The reasons I know I'm scared.

When I look back at every "relationship," I've been in all I can think of are the bad times.

I remember fighting every day...

I remember being a complete bitch.

I hated myself more than I hated him.

I felt restricted... possessed... and obligated.

I guess I could sit here and slander every relationship I've ever had with someone, but that's not really what is on my mind right now. I've always fought to be single because it's so less complicated. You don't have anyone else to worry about but yourself... but what happens when you can't help but to think about someone else, regardless of being "with them." I mean, can I really fight this so much longer?

It's quite obvious who I'm talking about... but in case you're out of the loop... I'll go ahead and explain.

Jen (best friend) tried to set me and james up like... 3 or 4.... is still don't know... years ago. I was in one of those I-don't-want-a-relationship stages of my life. Nothing ever came of it and he moved to fucking PA. We started talking a lot in the past 3 months and the first weekend of this month I went to visit him... it was great. I feel so content when I'm around him. We planned for him to come see me on my birthday... but my birthday is on September 17th and I've already seen him twice since then... he's even planning on coming this weekend too. One time he came down and once we met in the middle... isn't that adorable? We talk all the time... pretty much all day through texts... and fall asleep on the phone most nights. I'm just so freaking happy.. I don't want to lose this... and that is why I'm so scared.

9.8.06

The Cosmopolitan Girl

A conversation a few weeks ago led to one of my friends commenting to me that my stories always sound like something out of cosmo. She then told me, "you should have a blog!" I was like... duh, I do!
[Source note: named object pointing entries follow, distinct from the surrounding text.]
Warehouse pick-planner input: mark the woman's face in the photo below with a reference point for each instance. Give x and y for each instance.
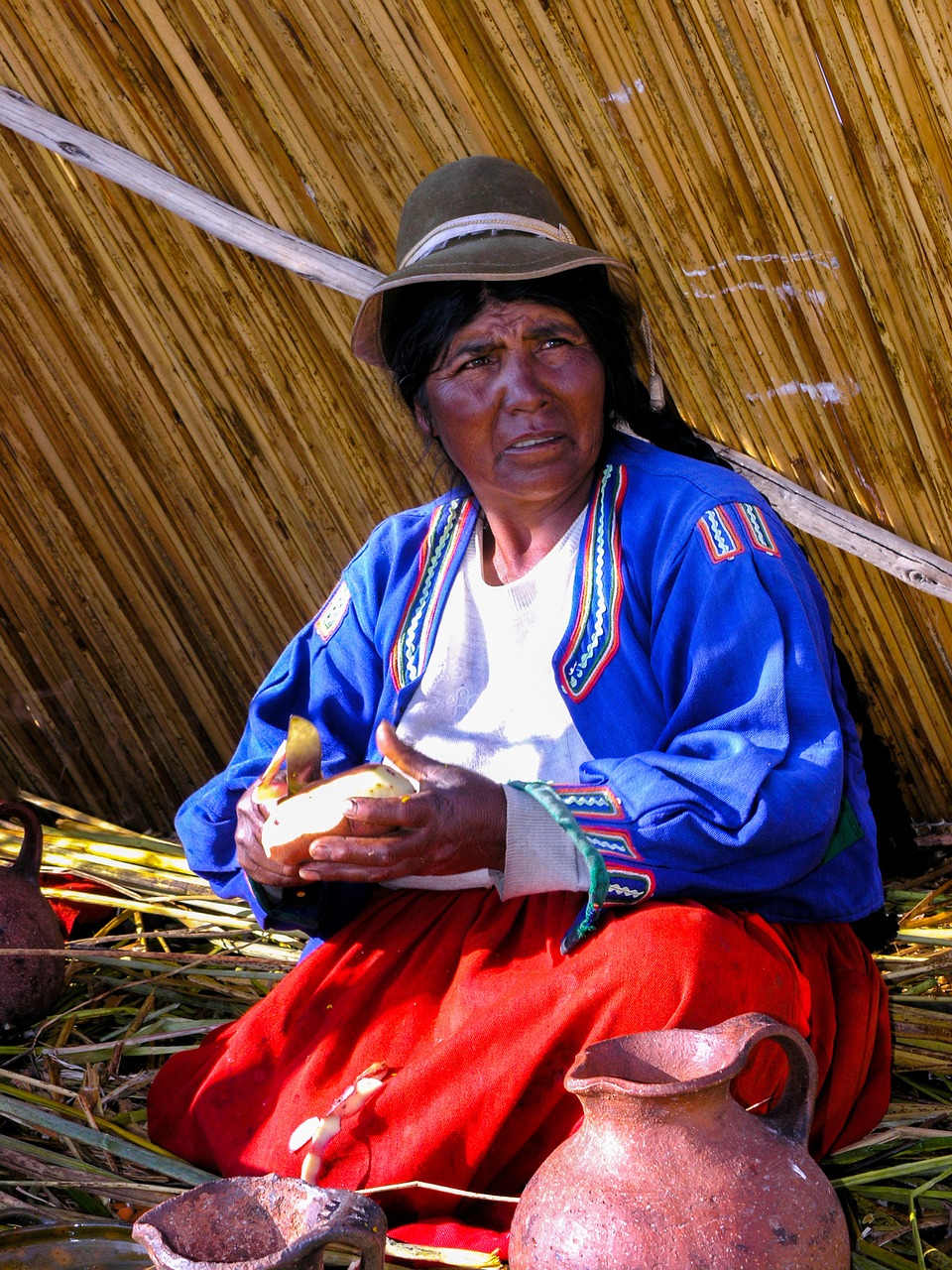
(517, 402)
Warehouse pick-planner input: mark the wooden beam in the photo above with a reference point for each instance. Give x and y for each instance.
(802, 508)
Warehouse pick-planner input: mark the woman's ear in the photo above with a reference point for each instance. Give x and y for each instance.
(422, 420)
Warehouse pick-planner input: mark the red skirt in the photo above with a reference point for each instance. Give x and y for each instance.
(472, 1003)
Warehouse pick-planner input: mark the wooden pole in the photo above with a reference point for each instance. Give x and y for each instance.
(802, 508)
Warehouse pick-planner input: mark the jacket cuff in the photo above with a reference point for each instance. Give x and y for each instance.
(539, 855)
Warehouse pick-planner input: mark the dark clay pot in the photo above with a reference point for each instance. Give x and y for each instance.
(28, 984)
(261, 1223)
(667, 1173)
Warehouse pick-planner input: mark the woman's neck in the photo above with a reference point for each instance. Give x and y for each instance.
(513, 545)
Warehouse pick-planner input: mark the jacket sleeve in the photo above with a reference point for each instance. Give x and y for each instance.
(740, 788)
(329, 674)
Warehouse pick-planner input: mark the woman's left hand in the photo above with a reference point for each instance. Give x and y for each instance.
(454, 824)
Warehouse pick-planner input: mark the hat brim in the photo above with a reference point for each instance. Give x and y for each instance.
(511, 257)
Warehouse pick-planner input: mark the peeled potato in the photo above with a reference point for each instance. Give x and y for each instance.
(320, 811)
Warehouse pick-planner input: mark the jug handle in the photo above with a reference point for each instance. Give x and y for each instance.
(31, 853)
(793, 1112)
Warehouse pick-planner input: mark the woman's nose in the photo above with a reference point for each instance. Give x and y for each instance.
(522, 382)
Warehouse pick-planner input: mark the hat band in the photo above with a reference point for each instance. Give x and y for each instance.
(488, 222)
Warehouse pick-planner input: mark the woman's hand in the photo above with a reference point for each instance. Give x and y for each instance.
(454, 824)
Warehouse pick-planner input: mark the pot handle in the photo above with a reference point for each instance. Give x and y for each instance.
(793, 1112)
(31, 855)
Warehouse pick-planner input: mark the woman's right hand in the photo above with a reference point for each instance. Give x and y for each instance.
(252, 816)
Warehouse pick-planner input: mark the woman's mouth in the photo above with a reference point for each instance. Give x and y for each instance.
(534, 443)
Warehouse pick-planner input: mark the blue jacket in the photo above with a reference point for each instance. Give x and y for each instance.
(698, 668)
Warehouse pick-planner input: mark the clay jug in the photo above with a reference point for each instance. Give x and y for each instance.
(262, 1223)
(667, 1173)
(30, 982)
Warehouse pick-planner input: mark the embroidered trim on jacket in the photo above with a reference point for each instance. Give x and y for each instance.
(756, 525)
(414, 638)
(720, 538)
(594, 636)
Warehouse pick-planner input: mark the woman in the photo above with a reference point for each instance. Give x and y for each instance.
(610, 670)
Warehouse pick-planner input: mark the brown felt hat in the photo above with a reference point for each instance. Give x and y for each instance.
(476, 218)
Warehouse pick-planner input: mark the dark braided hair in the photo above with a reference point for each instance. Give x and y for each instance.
(422, 320)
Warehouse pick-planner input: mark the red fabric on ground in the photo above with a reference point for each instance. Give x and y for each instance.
(79, 919)
(480, 1014)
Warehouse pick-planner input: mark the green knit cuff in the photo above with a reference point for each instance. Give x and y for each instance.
(588, 919)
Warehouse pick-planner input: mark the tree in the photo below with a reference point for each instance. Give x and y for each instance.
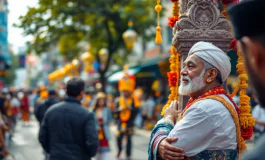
(101, 22)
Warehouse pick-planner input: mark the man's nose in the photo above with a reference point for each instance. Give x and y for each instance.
(184, 72)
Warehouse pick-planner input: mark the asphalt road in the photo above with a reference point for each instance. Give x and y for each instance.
(25, 145)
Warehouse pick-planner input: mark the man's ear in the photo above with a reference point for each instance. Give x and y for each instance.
(254, 53)
(211, 75)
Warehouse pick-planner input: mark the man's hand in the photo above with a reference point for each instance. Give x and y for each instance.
(168, 151)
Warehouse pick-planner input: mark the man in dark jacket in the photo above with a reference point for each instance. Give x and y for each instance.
(248, 21)
(68, 130)
(41, 109)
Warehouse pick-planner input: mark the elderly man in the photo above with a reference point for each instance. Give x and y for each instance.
(206, 127)
(248, 21)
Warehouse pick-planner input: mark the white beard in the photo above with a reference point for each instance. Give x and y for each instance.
(193, 85)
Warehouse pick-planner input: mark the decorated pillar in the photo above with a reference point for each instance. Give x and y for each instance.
(200, 20)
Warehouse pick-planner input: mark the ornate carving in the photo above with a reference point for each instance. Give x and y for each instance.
(201, 21)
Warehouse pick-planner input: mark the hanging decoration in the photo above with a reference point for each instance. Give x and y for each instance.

I don't think my escapades of infatuation, awkward sexual moments, and shameful drama are that which my blog readers would enjoy or more imporantly, I would feel like sharing. I could tell the stories... but then why would I have specific close friends to spill my guts to? And really, even though I would tell even a stranger most of the details of my life, I don't find them necessary pieces of information. For this friend, that's what we talk about though. It's weird because we aren't exactly best friends, but we both know things that each other's best friends don't know.
I guess I could start leaving really juicy stories... tell ppl to read them and work up an audience, but knowing what kind of attention that would bring... I think I'll stick to my random thoughts that just pop into my head... not dramatic details of a life that I hardly enjoy.